Gehorsamsexperimente
Im Jahr 1960, nach seiner Promotion in Harvard, nahm Milgram eine Stelle als Assistenzprofessor an der Universität Yale an. Dort konzentrierte er seine Forschung auf das Thema Gehorsam. Da er sich seit seiner Jugend seiner jüdischen Herkunft und der Tragödien, die die Juden in Europa während des Holocaust erlitten, bewusst war, wollte er die Faktoren verstehen, die Menschen dazu bringen, anderen Schaden zuzufügen. Er entwarf ein beispielloses Experiment – später als Milgram-Experiment bekannt -, bei dem Versuchspersonen, die glaubten, an einem Lernexperiment über Bestrafung und Gedächtnis teilzunehmen, von einer Autoritätsperson (dem Versuchsleiter) angewiesen wurden, einem hilflosen Opfer (dem Lernenden) scheinbar schmerzhafte Schocks zu versetzen. Sowohl der Versuchsleiter als auch der Lernende waren von Milgram angeheuerte Schauspieler, und die Schocks wurden durch einen authentisch aussehenden Schockgenerator simuliert, der mit 30 Spannungsstufen von 15 bis 450 Volt ausgestattet war. Die Versuchspersonen wurden vom Versuchsleiter angewiesen, dem Lernenden einen Schock zu versetzen, wenn dieser eine Frage falsch beantwortete. Mit jeder falschen Antwort wurde die Schockintensität erhöht. Bei vorgegebenen Spannungswerten schlug der Lernende (in der Regel in einem separaten Raum) entweder gegen die angrenzende Wand, schrie vor Schmerzen und flehte den Teilnehmer an, aufzuhören, oder klagte über ein fiktives Herzleiden.

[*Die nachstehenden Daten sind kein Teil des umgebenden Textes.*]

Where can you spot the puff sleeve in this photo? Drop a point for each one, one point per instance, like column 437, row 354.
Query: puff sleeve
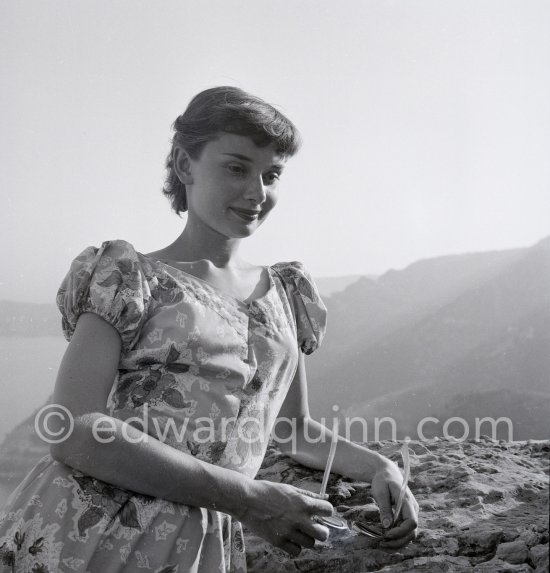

Vor der Durchführung der Experimente sagten Milgram und Yale-Psychologiestudenten, die er über die möglichen Ergebnisse einer solchen Studie befragte, voraus, dass nur ein sehr kleiner Prozentsatz (zwischen 0 und 3 Prozent) der Menschen den Schock mit der höchsten Intensität zufügen würde. Daher war Milgram von den Ergebnissen der ersten Pilotstudien überrascht, bei denen die meisten Teilnehmer bis zur extremen 450-Volt-Grenze durchhielten. Die ersten offiziellen Experimente, die Milgram 1961 durchführte, erbrachten ähnliche Ergebnisse – 26 von 40 Männern, die für die Studie rekrutiert wurden, erwiesen sich als völlig gehorsam gegenüber dem Experimentator und gaben Schocks bis 450 Volt ab. Variationen in der Versuchsanordnung zeigten, dass der Gehorsam am größten war, wenn sich der Versuchsleiter in einem separaten Raum befand und nicht in unmittelbarer Nähe der Versuchsperson (z. B. im selben Raum oder nahe genug, um sie zu berühren). Die Versuchspersonen beharrten auf ihrem Gehorsam, obwohl sie verbal ihr Missfallen über die Fortsetzung der Schocks zum Ausdruck brachten.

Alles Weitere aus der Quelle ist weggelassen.